• Eleanor Jeffery

Popular Culture and Fashion: The Return of the Ugg Boot

By Eleanor Jeffery


2 years ago, feeling superior with my in-depth sense of American pop culture, I dressed as Snooki for freshers halloween. Whilst in Primark, hunting for gaudy 2000s clothing, I paid £7 for a pair of UGGs, hardly denting the neglected stock. 2 months ago, Emma Chamberlain, youtuber, posted a vlog entitled “ugg season” and I found myself back in that Primark, paying £7 for the only pair in my size.

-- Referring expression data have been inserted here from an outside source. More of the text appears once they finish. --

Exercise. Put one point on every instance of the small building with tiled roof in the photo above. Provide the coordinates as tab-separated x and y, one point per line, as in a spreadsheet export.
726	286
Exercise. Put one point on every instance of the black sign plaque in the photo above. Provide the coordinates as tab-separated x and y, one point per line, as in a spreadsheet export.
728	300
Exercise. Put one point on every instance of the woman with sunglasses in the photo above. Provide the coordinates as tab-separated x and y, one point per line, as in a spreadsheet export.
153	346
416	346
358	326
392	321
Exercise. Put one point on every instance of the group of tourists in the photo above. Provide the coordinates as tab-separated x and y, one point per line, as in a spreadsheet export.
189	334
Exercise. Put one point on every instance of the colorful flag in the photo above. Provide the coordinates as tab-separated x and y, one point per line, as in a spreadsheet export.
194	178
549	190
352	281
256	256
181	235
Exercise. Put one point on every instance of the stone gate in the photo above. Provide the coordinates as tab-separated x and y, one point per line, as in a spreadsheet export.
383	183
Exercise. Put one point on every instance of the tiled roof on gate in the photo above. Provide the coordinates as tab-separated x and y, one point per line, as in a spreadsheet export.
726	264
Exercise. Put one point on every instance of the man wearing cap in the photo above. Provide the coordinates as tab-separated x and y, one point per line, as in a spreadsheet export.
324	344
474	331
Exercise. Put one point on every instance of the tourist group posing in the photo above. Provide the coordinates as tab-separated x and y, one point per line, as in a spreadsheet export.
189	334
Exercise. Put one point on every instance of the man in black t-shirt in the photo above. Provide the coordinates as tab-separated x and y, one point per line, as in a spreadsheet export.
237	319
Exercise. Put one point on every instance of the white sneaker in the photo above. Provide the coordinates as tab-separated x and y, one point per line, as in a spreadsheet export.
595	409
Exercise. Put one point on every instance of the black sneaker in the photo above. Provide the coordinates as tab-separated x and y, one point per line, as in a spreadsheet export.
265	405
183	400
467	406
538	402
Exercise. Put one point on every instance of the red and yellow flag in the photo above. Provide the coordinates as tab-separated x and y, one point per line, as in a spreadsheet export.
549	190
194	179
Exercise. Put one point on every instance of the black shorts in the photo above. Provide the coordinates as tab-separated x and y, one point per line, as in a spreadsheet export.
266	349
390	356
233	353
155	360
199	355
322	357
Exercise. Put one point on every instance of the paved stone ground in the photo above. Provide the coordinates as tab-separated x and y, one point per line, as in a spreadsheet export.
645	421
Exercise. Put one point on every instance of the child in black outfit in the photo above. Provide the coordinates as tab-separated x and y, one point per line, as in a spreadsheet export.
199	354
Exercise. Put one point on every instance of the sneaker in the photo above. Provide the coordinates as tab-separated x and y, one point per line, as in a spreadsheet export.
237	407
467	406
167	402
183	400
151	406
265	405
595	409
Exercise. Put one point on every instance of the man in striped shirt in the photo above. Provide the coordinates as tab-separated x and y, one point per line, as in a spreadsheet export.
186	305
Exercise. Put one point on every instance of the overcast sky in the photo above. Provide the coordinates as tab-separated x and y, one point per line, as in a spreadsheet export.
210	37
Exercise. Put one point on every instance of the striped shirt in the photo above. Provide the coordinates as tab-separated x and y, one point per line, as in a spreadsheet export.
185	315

“I put on UGG boots this morning. I mean business, you know”, says Chamberlain. The UGG boot is the latest 2000s McBling item that we all swore was too ugly to return. But they’re so bad, they’re good. Demand for UGG boots has increased 1,280% with the launch of their 2022 campaign starring Cher.

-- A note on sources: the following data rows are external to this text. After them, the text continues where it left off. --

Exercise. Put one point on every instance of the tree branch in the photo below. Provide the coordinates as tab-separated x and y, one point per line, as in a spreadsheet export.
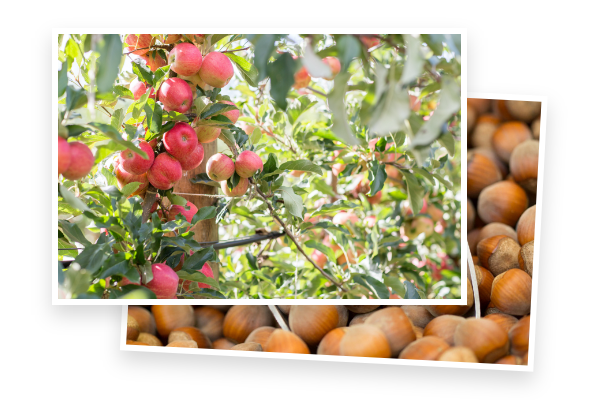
287	232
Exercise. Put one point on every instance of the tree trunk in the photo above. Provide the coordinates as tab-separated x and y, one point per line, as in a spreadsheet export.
204	231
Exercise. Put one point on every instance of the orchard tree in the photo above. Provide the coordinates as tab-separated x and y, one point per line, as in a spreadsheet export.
259	166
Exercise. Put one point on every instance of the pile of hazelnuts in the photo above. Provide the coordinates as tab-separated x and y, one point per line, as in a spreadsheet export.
502	170
435	333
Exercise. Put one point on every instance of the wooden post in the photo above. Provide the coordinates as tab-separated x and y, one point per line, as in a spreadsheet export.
204	231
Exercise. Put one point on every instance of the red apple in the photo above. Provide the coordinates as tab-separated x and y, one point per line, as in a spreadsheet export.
138	42
216	69
133	162
176	95
185	59
82	161
169	38
220	167
155	61
64	155
335	66
164	282
338	168
206	270
206	133
194	159
247	163
181	140
233	115
165	172
124	177
239	190
319	258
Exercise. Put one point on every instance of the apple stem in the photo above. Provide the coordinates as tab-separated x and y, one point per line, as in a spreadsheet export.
148	202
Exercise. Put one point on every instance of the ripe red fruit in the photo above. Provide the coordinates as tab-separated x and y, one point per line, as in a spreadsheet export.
124	177
188	214
134	163
206	133
176	95
233	115
216	69
180	141
185	59
335	66
139	88
155	61
164	282
165	171
194	159
138	42
239	190
247	163
206	270
82	161
219	167
64	155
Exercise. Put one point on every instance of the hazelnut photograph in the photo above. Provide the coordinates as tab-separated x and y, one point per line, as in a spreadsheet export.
401	335
291	164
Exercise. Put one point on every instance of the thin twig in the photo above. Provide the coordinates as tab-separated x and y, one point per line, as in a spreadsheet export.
233	51
287	232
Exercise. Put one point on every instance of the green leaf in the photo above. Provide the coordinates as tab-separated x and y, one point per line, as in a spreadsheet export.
135	292
415	191
116	120
76	98
414	60
62	79
92	257
313	244
293	202
72	200
411	291
139	105
337	206
394	283
248	71
110	48
349	48
122	91
335	100
447	140
376	287
264	46
281	73
116	136
217	108
197	276
393	106
142	71
301	165
449	104
73	232
377	176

The latest product of low-rise resurgence, the “classic ultra mini boot” costs £125. Understandably, TikTok users have taken to cutting up their classic boots to mimic this low-cut trend, thus avoiding the exorbitant price tag of the shorter version. Models Emily Ratajkowski and Kaia Gerber have recently worn this style, contributing to growing demand.


Andre Leon Talley, an editor of Vogue, passed away this January at the height of UGGs’ popularity. 10 years ago, he said, “UGGs for me are a moment of utilitarian comfort that keeps you anchored in the reality of today’s world, which is very important”. Never has this rung more true. During the 2020 lockdowns, loungewear sales rose 1,303%, as we all spent more time seeking comfort whilst trapped indoors. We can only assume that the boot’s return is a by-product of this; we haven given into comfortable winter-wear over partywear with the rise of Omicron.

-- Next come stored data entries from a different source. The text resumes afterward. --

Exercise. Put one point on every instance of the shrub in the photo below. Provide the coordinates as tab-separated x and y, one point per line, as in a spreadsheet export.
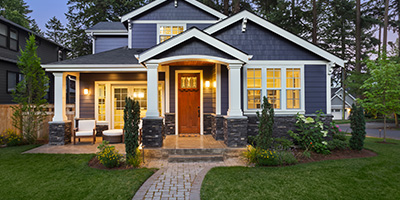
135	160
310	134
11	138
108	155
357	125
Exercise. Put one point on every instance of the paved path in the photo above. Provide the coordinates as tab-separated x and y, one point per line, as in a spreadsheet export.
372	130
178	180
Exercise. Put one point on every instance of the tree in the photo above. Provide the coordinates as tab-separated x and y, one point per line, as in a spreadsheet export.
55	30
264	138
382	92
29	94
357	125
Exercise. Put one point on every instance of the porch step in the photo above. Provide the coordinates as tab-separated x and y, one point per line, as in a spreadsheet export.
195	158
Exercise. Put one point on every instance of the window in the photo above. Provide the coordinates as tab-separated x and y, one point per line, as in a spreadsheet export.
254	80
14	39
167	31
3	35
282	85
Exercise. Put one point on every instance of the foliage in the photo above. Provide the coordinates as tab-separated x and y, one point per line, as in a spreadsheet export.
134	160
131	127
357	126
55	30
264	138
310	134
382	92
11	138
108	155
30	92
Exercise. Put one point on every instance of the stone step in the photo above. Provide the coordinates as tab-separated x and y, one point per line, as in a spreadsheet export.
195	158
195	151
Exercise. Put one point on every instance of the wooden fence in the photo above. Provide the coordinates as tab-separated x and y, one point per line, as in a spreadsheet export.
6	113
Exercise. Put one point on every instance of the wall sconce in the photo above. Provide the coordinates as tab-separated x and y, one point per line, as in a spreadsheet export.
86	91
207	84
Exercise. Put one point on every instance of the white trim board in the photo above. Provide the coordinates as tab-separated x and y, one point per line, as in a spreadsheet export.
193	33
158	2
275	29
201	99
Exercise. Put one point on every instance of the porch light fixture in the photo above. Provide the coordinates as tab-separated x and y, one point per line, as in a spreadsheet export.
207	84
86	91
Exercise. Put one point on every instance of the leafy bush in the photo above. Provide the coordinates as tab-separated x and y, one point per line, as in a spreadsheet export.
357	125
108	155
310	134
11	138
135	160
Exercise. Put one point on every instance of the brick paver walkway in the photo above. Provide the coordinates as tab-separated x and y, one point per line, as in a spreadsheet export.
178	180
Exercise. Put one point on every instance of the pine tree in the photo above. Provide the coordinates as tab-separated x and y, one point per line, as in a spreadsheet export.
29	94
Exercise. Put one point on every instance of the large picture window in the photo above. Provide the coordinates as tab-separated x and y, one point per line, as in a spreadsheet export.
168	31
282	85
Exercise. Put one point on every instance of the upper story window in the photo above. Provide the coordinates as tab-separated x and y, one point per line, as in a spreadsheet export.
166	31
3	35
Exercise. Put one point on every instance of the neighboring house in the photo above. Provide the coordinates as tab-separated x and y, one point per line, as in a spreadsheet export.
194	71
337	103
12	39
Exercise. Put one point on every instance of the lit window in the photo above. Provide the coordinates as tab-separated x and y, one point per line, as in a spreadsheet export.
168	31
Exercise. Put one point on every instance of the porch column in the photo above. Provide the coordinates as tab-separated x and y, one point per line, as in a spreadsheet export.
152	91
59	97
234	109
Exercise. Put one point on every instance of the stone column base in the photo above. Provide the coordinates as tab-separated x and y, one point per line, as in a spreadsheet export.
60	133
152	132
217	125
235	131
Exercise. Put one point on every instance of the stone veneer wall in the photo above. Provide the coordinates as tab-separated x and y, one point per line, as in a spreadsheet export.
60	132
282	124
170	123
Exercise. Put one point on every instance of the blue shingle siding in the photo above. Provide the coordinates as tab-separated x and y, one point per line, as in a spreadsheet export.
108	43
193	47
199	26
167	11
315	88
263	44
144	35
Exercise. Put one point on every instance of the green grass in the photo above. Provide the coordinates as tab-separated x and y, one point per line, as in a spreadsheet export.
57	176
362	178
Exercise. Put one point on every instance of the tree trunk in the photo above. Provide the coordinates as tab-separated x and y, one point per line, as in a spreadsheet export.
385	26
358	36
314	33
226	7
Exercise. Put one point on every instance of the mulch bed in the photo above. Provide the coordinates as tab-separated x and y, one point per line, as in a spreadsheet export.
94	163
335	155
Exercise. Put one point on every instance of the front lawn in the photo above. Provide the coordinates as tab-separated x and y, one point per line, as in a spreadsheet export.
57	176
362	178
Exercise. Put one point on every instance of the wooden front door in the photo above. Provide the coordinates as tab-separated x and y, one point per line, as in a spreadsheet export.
188	103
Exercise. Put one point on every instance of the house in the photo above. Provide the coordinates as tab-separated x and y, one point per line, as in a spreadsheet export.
12	39
337	103
193	71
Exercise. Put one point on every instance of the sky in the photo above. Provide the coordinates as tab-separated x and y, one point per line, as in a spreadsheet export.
43	10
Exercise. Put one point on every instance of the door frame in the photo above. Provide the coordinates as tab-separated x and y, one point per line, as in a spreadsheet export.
176	98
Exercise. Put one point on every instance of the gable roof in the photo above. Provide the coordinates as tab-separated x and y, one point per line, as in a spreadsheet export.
277	30
189	34
158	2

It has been claimed that the boots were christened Uggs after their inventor’s wife called them ugly, but their origin is disputed. Similar styles have historically been worn by Australian sheep farmers, and more recently Australian surfers looking for post-surf warmth. The boot eventually broke into 2000s fashion after celebrities were offered free versions, soon taken up by names in the Tom Cruise, Kate Hudson, and Brooke Shields bracket. They symbolised off-duty models, Southern California, and a streak of normalcy amongst celebrities, eventually leading to cheap knock-offs.


But the sweeping sound of an overworn, warped UGG’s heel dragging on the pavement will not be the last echo of 2000s style to make a comeback. 2 pinnacles of McBling style, the side fringe and the hair poof, were recently worn by model and influencer Bella Hadid and Devon Lee Carlson. The names mentioned so far are influential in Gen Z fashion, and by wearing these styles again, they signal that it’s okay, even encouraged, to revert back to what was deemed outdated. TikTok users have created the word “cheugy” to describe styles that have just crossed the line to out of date, but it appears to be only a matter of time before they are idealised again.


I have participated in the resurgence of Juicy Couture, buying the iconic bling-bummed tracksuit bottoms and a velvet handbag. It feels accomplishing to be able to buy and participate in trends of my childhood, when I was too young to appreciate or afford them. The UGG is back, but how long until they cross that line into outdated again?